Die Jugendfeuerwehr in Wolmirstedt ist gut in das neue Jahr gestartet: Mit drei neuen Mitgliedern ist die Anzahl an Nachwuchsfeuerwehrmännern mit 17 höher als in den vergangenen Jahren.

Wolmirstedt l Eine starke Mannschaft stellt die Jugendfeuerwehr in Wolmirstedt. Und das, obwohl es bald mehr Mädchen als Jungen im Team gibt, wie Jugendwart Sebastian Sommer mitteilt. Waren es zum Ende des Jahres 2013 "lediglich" 14 Mitglieder in der Jugendwehr, sind es seit Anfang 2014 nun 17. Die drei Neuen sind Mädchen und darauf ist Sebastian Sommer auch stolz: "Lisa-Vanessa, Theresa und Leja sind hochmotiviert und wollen am liebsten alles auf einmal machen. Die Jacken und Helme, die wir für unsere Jugend haben, wollen sie gar nicht mehr ausziehen."

Nach drei Wochen auf Probe haben die Mädchen ihre Mitgliedsanträge ausgefüllt und werden kommende Woche endgültig Teil des jungen Teams sein.

17 Mitglieder - das gab es seit 2010 nicht mehr.
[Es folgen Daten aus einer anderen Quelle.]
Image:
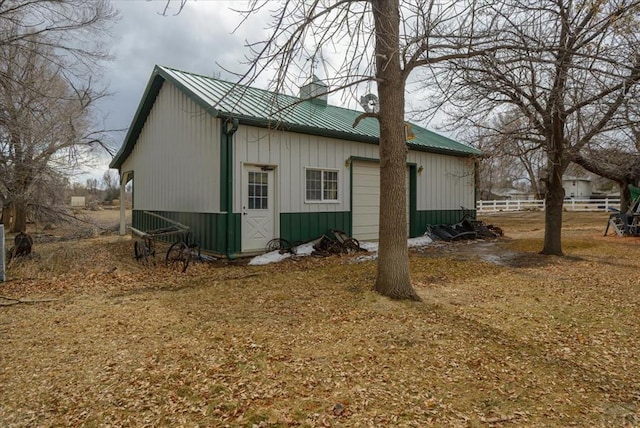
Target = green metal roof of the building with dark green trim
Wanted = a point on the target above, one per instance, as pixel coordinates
(252, 106)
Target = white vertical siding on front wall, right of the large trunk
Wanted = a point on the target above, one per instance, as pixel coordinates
(445, 182)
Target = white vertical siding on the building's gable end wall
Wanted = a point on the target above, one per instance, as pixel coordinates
(176, 160)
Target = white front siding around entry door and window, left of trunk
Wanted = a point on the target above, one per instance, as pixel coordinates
(291, 153)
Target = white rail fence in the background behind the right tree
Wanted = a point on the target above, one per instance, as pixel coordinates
(538, 205)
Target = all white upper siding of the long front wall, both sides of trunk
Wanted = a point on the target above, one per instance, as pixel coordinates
(445, 182)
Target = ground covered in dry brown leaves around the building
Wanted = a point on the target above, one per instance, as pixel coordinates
(504, 337)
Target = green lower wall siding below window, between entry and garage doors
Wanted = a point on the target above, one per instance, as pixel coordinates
(307, 226)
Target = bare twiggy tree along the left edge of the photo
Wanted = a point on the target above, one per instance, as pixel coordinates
(46, 94)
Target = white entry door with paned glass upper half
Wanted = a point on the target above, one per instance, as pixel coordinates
(258, 208)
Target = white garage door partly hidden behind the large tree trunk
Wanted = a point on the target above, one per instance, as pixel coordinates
(365, 200)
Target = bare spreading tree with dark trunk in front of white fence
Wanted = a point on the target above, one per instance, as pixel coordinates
(570, 67)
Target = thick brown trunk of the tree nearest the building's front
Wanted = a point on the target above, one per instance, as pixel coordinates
(393, 278)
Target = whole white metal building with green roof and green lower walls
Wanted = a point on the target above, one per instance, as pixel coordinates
(241, 166)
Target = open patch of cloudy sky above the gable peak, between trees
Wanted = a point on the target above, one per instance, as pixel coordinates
(192, 41)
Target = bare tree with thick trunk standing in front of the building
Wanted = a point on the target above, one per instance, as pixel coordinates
(377, 42)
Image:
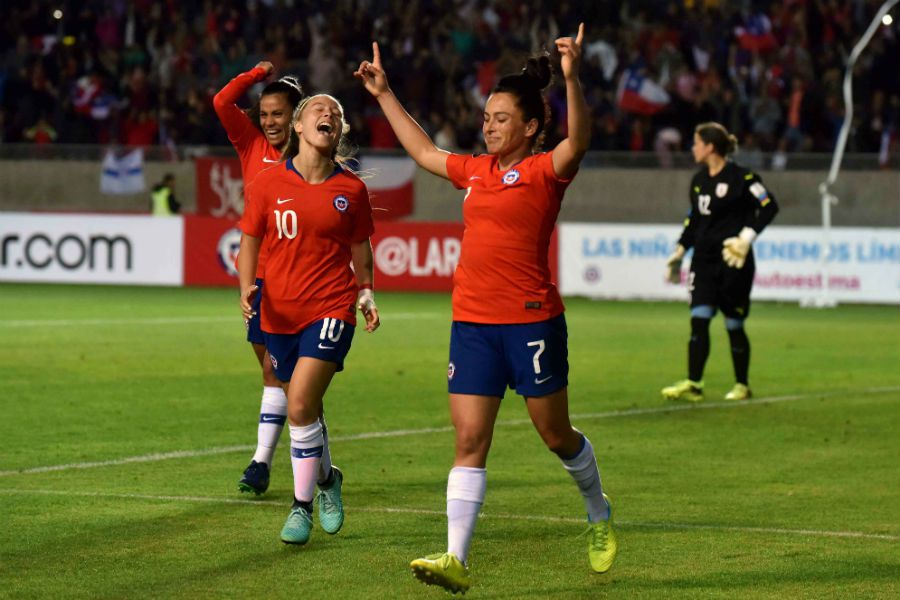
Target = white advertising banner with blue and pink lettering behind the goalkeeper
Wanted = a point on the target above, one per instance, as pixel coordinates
(628, 261)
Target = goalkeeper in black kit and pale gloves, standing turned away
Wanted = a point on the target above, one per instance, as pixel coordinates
(730, 206)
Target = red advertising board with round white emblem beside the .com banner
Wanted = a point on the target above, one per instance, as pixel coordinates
(210, 247)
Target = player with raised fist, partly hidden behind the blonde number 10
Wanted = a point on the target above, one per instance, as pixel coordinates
(259, 136)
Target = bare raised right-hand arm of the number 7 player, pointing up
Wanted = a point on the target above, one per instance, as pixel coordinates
(568, 153)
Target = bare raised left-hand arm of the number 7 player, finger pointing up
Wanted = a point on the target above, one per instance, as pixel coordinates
(414, 139)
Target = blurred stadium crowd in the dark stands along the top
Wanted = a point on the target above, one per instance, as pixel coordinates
(143, 72)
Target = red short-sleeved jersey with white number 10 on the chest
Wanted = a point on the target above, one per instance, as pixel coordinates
(309, 229)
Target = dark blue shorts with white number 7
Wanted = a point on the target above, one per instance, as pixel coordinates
(530, 358)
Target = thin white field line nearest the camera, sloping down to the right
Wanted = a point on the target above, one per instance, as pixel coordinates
(437, 513)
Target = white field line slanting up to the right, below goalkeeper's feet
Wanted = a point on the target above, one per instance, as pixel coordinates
(155, 457)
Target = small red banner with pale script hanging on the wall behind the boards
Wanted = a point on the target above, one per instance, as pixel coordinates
(220, 188)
Dass sich so viele Kinder und Jugendliche für die Feuerwehr entscheiden, liegt laut dem stellvertretenden Jugendwart René Hoffmann auch daran, dass die Jüngsten bei den wöchentlichen Dienstabenden auch "mal abschalten" können. "Neben den Übungseinsätzen, bei denen wir den Kindern beibringen, wie ein Feuerwehrmann arbeitet, unternehmen wir auch andere Dinge mit ihnen. Wir spielen Fußball oder gehen Schwimmen", erzählt der 35-Jährige.
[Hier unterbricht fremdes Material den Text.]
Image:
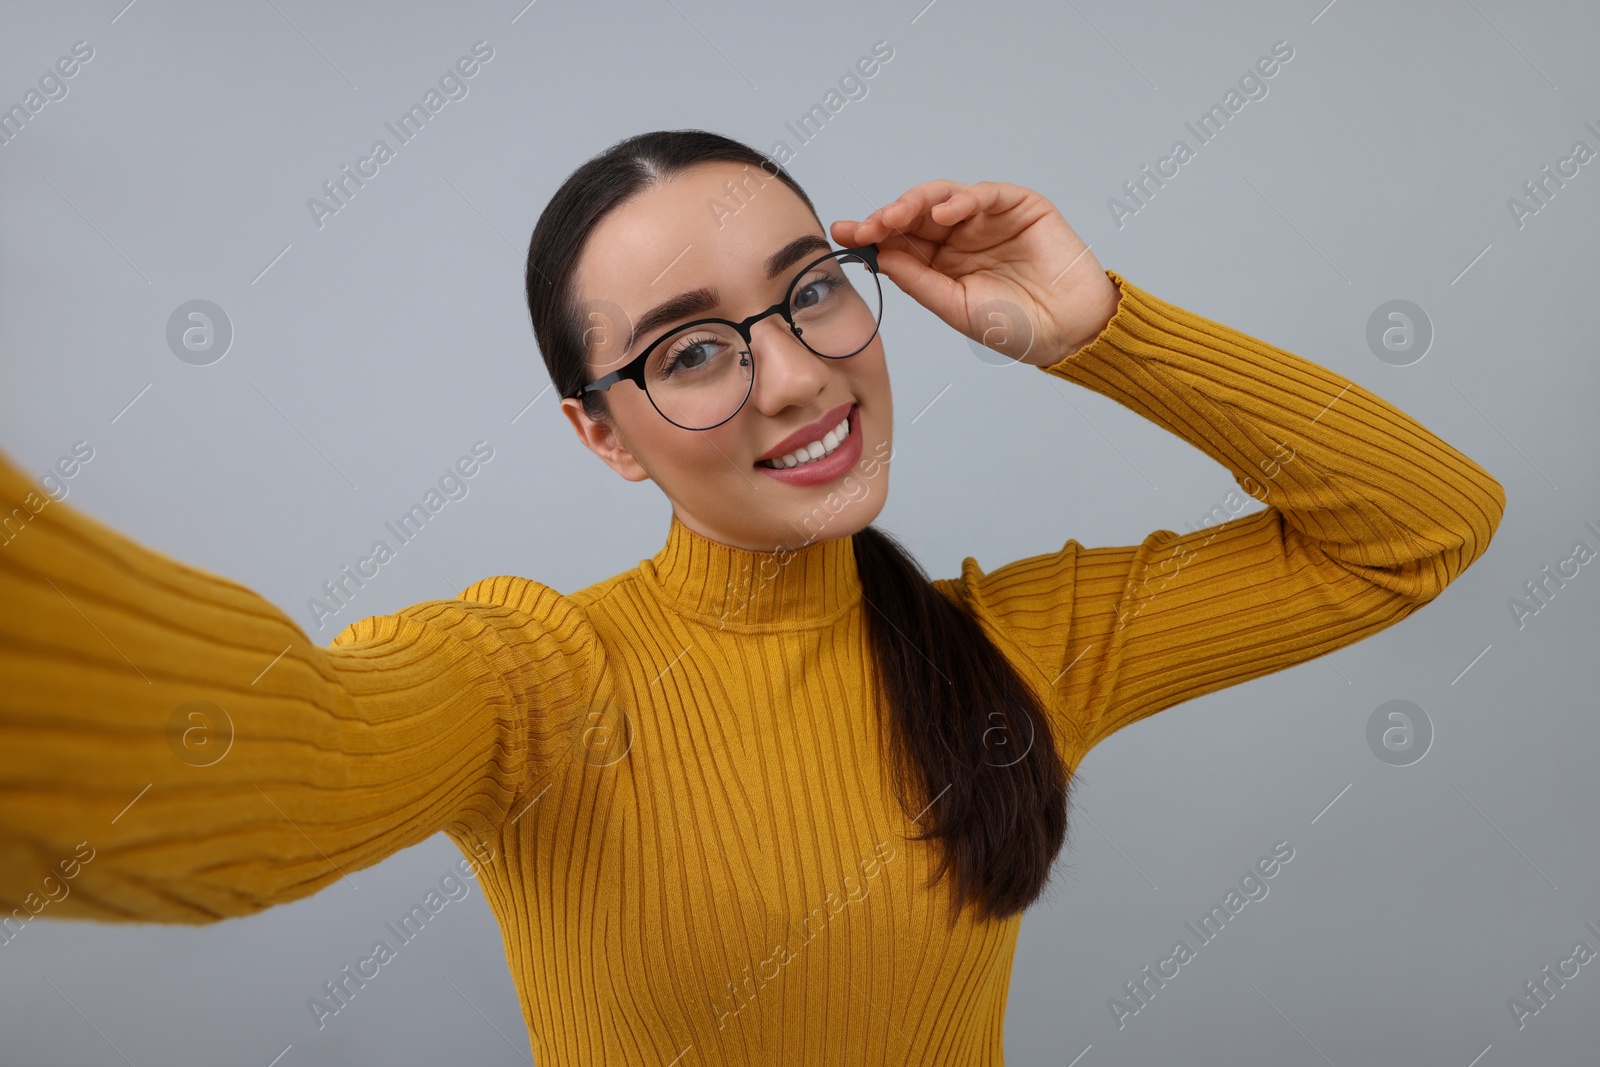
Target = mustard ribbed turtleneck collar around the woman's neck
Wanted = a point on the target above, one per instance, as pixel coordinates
(742, 589)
Immer freitags von 16 bis 18Uhr (im Sommer bis 18.30Uhr) treffen sich die Mitglieder der Jugendfeuerwehr am Standort der Wolmirstedter Feuerwehr im Bauernweg 25. 10 bis 15 Jahre alt sind die kleinen Nachwuchsfeuerwehrmänner. Und viel zu Lernen gibt es für sie auch: "Die Jungs und Mädels müssen beispielsweise eine Einsatzstelle ausleuchten können. Dazu simulieren wir einen Verkehrsunfall. Die Kinder sollen sich dann selbst die benötigten Geräte wie Scheinwerfer beim Maschinisten holen und richtig aufstellen" erklärt Hoffmann. Nach den Übungen werde dann immer ausgewertet, ob der "Einsatz" erfolgreich war. "Und manchmal stellen sich die Mädchen geschickter an als die Jungs", sagt der stellvertretende Jugendwart und lächelt.
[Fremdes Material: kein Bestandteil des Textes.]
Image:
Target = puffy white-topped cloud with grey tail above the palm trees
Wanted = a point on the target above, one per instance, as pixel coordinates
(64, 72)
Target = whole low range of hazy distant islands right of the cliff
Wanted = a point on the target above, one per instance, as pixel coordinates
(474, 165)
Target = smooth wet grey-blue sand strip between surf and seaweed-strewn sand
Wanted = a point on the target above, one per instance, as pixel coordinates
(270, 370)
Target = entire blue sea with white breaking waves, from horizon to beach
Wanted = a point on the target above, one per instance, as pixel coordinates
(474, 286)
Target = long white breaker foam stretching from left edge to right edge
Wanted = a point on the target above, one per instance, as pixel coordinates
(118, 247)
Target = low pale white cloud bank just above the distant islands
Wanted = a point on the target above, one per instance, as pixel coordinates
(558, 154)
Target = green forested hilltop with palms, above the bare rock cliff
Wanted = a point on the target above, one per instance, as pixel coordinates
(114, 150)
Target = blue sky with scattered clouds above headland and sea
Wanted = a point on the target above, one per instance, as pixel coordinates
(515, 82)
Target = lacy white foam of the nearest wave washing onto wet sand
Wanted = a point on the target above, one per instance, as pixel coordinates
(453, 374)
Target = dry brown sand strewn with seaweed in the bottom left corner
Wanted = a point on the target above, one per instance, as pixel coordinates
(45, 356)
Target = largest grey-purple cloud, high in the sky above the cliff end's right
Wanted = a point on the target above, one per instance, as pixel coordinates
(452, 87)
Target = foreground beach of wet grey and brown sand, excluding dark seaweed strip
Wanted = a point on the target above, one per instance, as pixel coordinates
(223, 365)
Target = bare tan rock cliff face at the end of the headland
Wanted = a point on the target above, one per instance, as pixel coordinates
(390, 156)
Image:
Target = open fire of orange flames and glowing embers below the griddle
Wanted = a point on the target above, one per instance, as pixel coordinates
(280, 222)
Auch Menschen- oder Tierrettung und technische Hilfeleistung werden mit den jungen Feuerwehrleuten geübt. "Sie sollen auf den Ernstfall vorbereitet werden", so Jugendwart Sebastian Sommer. Ab 18 Jahren darf der Nachwuchs dann bei den erwachsenen Feuerwehrmännern mitfahren, wenn diese zu einem Einsatz müssen.

"Wir sind stolz auf den Nachwuchs", sind Hoffmann und Sommer einer Meinung. Sie brennen für ihre Schützlinge, wollen ihnen bei Problemen helfen und eine interessante Zeit bei der Jugendwehr ermöglichen. "Denn wir wollen sie halten", erklärt der 24-jährige Jugendwart. Und sein Ziel ist es, dass die Zahl der jungen Brandschutzhelfer bis Jahresende auf 20 ansteigt.